The decision of the Bank's Monetary Policy Committee to keep its £275bn programme of asset purchases on hold coincided with a downbeat growth forecast for the UK economy in 2011 from the European Commission. The Commission now expects the British economy to grow by just 0.7 per cent over this year and also warned that the economy may contract in the coming months.

The report from the Brussels executive said that its previous assumption that weak growth last year was a "blip" now looks mistaken: "The slowdown which began at the end of 2010 now looks more like a prolonged soft patch than a simple weather-related blip." It added that: "Risks from the euro area sovereign debt markets and the banking sector heighten this uncertainty. As such, a contraction in GDP in at least one of the next few quarters cannot be ruled out."

There was mixed news yesterday from the UK property market. The Council of Mortgage Lenders (CML) said that although the number of repossessions increased by 100 over the third quarter of 2011, it now expects total repossessions this year to be lower than its initial forecast of 40,000. The CML attributed this to the fact that borrowers have been benefiting from low interest rates.

The MPC agreed to keep its main policy rate at 0.5 per cent yesterday. But mortgage brokers warned that interest rates charged to mortgage borrowers could soon rise as banks find their own funding costs increase due to the eurozone sovereign debt crisis and pass on these costs to customers.

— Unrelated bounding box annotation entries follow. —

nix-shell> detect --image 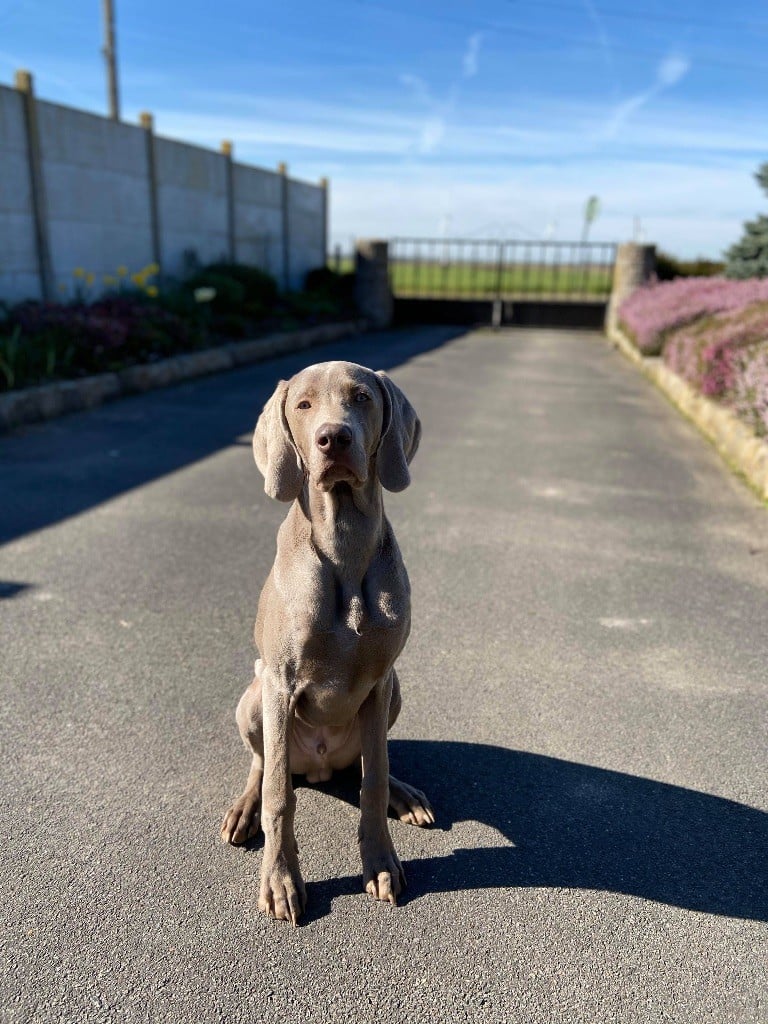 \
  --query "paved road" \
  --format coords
[0,329,768,1024]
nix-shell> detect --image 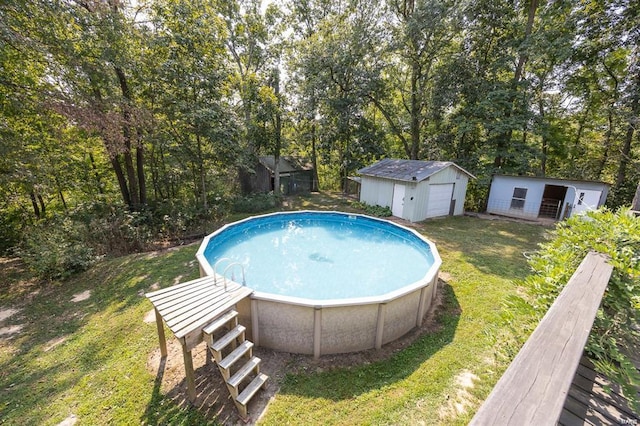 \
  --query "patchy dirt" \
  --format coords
[439,370,480,420]
[71,290,91,303]
[0,308,20,322]
[147,280,446,425]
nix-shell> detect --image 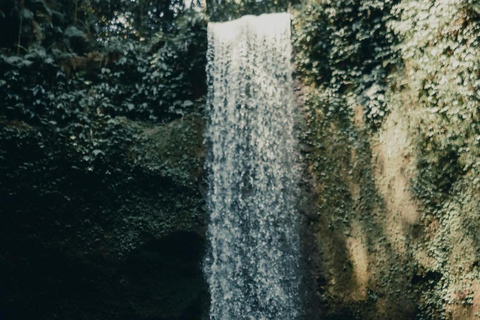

A group of lenders, including Woolwich, Halifax and Santander, have already increased their mortgage interest rates following rises in the London Interbank Offered Rate (Libor) since the summer. And David Hollingworth, of the mortgage brokers London and County, said there could be more to come. He said: "It is a diluted version of what happened after the Lehman crisis. We could be seeing a significant reversal in rates. Over the summer, mortgage lenders were competing harder with each other. Now that is changing".

An increase in mortgage interest rates could result in an increase in the number of repossessions as borrowers would find it harder to meet their higher monthly repayments. Since August three-month sterling Libor has risen from 0.3 per cent to 1 per cent, as banks have grown increasingly wary of lending to each other, even for very short periods. The Bank of England's main policy rate has been at 0.5 per cent since March 2009. And last month the MPC voted unanimously to purchase £75bn more in assets in order to boost the British economy.

Some analysts are calling for the Bank to search for more ways, beyond asset purchases, to loosen monetary policy. Nida Ali, economic adviser to the Ernst & Young Item Club, said: "There is no reason why 0.5 per cent should represent the lower bound for the official bank rate. The floor for the equivalent Fed funds rate in the US is 0-0.25 per cent."

Other analysts said yesterday that the MPC is likely to announce further asset purchases next year. Howard Archer of IHS Global Insight said: "We expect the Bank of England to enact at least a further £50bn of quantitative easing in the first quarter of 2012 and a similar dosage is likely to occur in the second quarter taking the total up to £375bn."